Une danse enjouée, qui devient triste. Une chanson, Go West, des Pet Shop Boys (reprise du tube des YMCA). De 1999 à 2025, Au-delà des montagnes, le dernier film du Chinois Jia Zhang-Ke, défile à travers les époques et les espoirs déçus, symbolisés par ce hit des années 1990. Ce faisant, il brosse le portrait d'une certaine Chine, qui a tout sacrifié pour des rêves d'argent. Chacun y laissera des plumes.
Tout commençait pourtant bien pour Tao, institutrice, et ses amis, Jin Sheng et Liang Zi, dans leur petite ville du Shanxi, Fenyang - celle-là même où le réalisateur a grandi.

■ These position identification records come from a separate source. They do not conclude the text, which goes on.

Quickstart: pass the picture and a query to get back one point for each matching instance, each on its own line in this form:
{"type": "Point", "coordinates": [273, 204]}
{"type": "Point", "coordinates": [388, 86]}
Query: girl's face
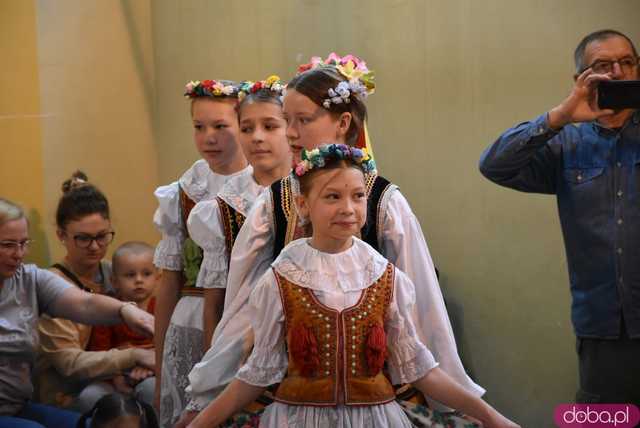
{"type": "Point", "coordinates": [215, 132]}
{"type": "Point", "coordinates": [11, 255]}
{"type": "Point", "coordinates": [310, 125]}
{"type": "Point", "coordinates": [262, 136]}
{"type": "Point", "coordinates": [87, 239]}
{"type": "Point", "coordinates": [336, 205]}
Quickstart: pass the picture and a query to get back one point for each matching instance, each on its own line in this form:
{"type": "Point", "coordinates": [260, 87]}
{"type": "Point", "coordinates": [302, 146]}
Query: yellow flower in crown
{"type": "Point", "coordinates": [271, 80]}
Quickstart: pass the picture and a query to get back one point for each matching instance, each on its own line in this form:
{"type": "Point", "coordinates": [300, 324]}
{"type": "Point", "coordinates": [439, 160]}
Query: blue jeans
{"type": "Point", "coordinates": [40, 416]}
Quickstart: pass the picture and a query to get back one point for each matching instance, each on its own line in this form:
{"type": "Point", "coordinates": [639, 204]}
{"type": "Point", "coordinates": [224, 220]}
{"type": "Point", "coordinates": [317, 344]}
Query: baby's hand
{"type": "Point", "coordinates": [138, 373]}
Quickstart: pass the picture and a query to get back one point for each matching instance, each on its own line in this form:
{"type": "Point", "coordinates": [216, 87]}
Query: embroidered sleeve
{"type": "Point", "coordinates": [167, 220]}
{"type": "Point", "coordinates": [205, 230]}
{"type": "Point", "coordinates": [409, 359]}
{"type": "Point", "coordinates": [267, 363]}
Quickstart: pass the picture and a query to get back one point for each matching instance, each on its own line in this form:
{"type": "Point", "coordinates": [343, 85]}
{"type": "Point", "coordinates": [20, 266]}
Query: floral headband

Jin Sheng, nouveau riche et propriétaire d'une station-service, rêve de l'Ouest. Ses aspirations sont symbolisées par sa Volkswagen rouge, qu'il n'est pas peu fier de présenter à ses deux amis. Liang Zi, lui, est le modeste employé d'une mine de charbon, l'un des derniers représentants de la Chine ouvriériste et communiste. En 1999, tout leur semble ouvert et permis. Surtout l'amour : Jin Sheng et Liang Zi veulent tous deux conquérir de la jolie Tao. Alors qu'elle semble plus complice avec Liang Zi, Jin Sheng finit par être l'heureux élu. Parfois, une Volkswagen suffit.

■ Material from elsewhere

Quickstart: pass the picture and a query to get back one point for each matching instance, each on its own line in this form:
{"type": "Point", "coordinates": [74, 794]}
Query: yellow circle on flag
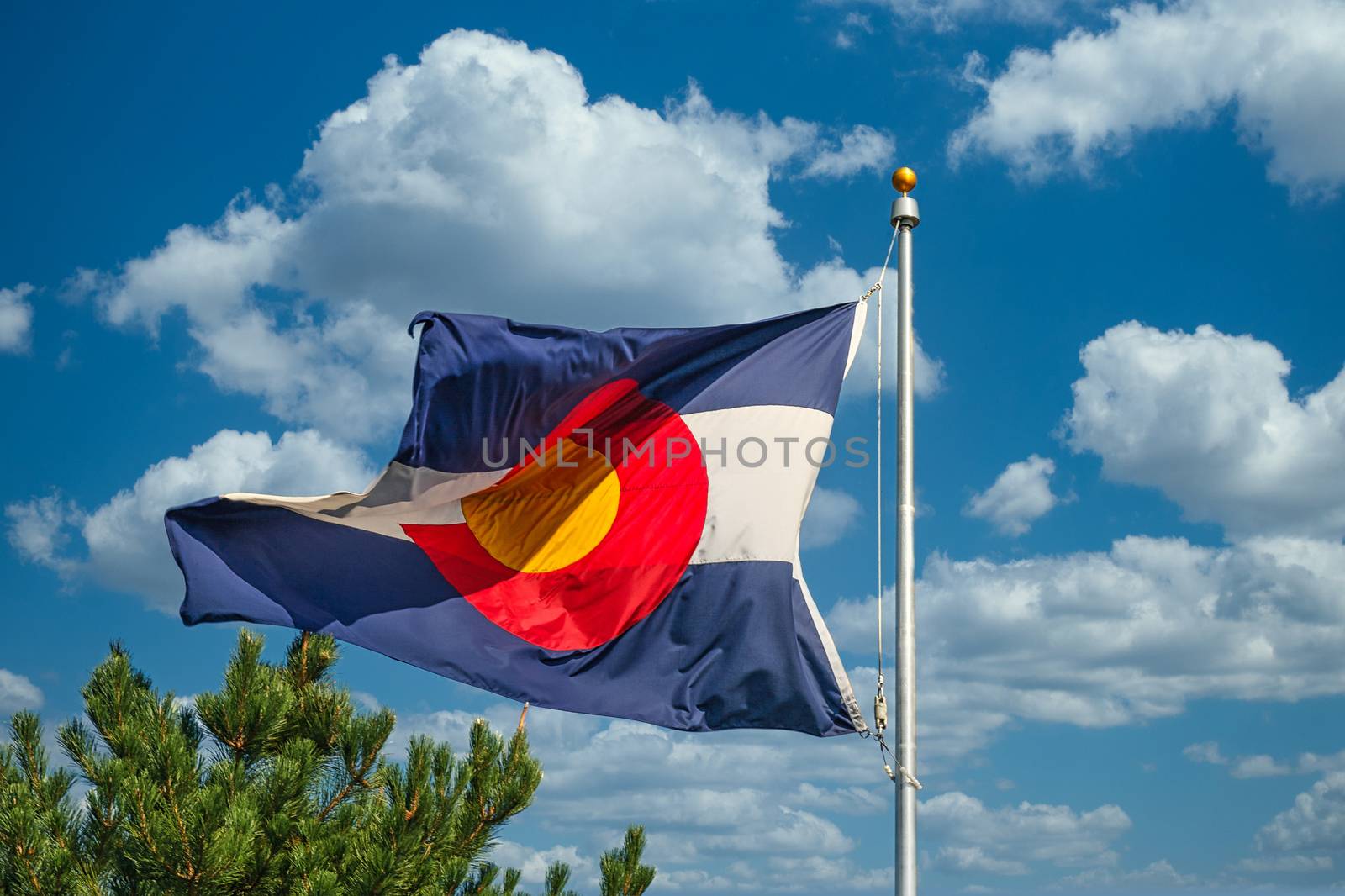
{"type": "Point", "coordinates": [551, 513]}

Quinze ans plus tard, Tao n'est plus naïve et s'est rendu compte qu'il y avait autre chose que les apparences. Mais c'est un peu tard. Divorcée de Jin Sheng, elle ne peut rien contre le déménagement de son ex-mari, donc de son fils Daole (transposition phonétique en mandarin de "Dollar") en Australie. Cet exil programmé vers des terres fertiles en capitaux signe la fin de tous les rêves pour les personnages.
On les retrouve plus tard en 2025, Daole en étudiant paumé qui ne sait plus où il en est, son père en dépressif noyant son chagrin dans une villa avec vue sur l'océan et sa collection d'armes à feu, dont le port est autorisé en Australie. Tao, elle, est restée à Fenyang, dont les images du temple, avec sa fière pagode, représentent les derniers vestiges d'une Chine traditionnelle mise au ban. Le souvenir de son fils arraché l'habite au quotidien.
Dans ce magnifique déluge de mélancolie, une lueur : Daole goûte enfin à l'amour à travers une aventure compliquée. Mais, par ce biais, il paraît plutôt vouloir renouer, au moins mentalement, avec une mère oubliée et laissée de côté, de force, au nom de l'idéal capitaliste. Idéal qui n'a laissé que la nostalgie et les regrets à ces trois Chinois. Les Pet Shop Boys reviennent alors pour la scène finale. "Together, we will make our plans, together, we will fly so high." La chute est rude.